Today’s education system resembles much of what you’d see in the early 1900s: rote memorization, a teacher speaking to dozens of pupils who must remain silent unless called upon, curriculum at scale. Coronavirus-related distance learning pushed that same operation online, and because of the severity of the crisis, educators and parents understandably yearn for getting back to normal. But for educator Gholdy Muhammad, normal hasn’t served all students well, especially in literacy education, and no amount of testing or data has changed that. Instead of continuing with this form of education, Muhammad developed a model of learning that strikes more deeply into who we are and what agency we have in the world.
In her book “Cultivating Genius: An Equity Framework for Culturally and Historically Responsive Literacy,” Muhammad, a professor of education at Georgia State University, looks to 1830s-era literary societies as a highly engaged model for teaching and learning that can cultivate literacy, intellect and self-efficacy. Literary societies were spaces where groups of people could meet regularly, discuss ideas and better understand themselves. In Black literary societies in particular, the connections and learnings helped members build the resilience they needed in a world that was especially hostile to them. She studied speeches from prominent African Americans of that time and asked, “What were some of their goals for education? What did they read and write? How did they organize? What did their classroom experiences look like?”
During that time, an estimated 320,000 Black people were living in Northern states that had abolished slavery, but they were denied most basic rights. They were excluded from schools, libraries and educational opportunities, among others, which is why being a part of a literary society was crucial for learning skills and learning about the world. It was also a place to test ideas among a group of people who also wanted intellectual refinement and joy among one another. Participating in a literary society meant closely reading relevant texts, writing opinions and debating them with others to really deepen one’s knowledge and skills. Having knowledge and skills enabled members to hold their own in debates and push against ideas of white supremacy and systemic racism of the time.

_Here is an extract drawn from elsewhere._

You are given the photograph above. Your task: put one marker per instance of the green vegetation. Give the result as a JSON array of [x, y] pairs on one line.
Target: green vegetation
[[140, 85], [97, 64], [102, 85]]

“That was the beauty of these spaces. They were intellectual spaces where – reading, writing, debating, listening, meaning-making, questioning – all these literacy practices happened across disciplinary areas,” said Muhammad.
At the heart of literary societies were several goals: identity development, skill development, intellectual development, criticality and joy. For today’s teachers, Muhammad brings together these goals under the Historically Responsive Literacy framework.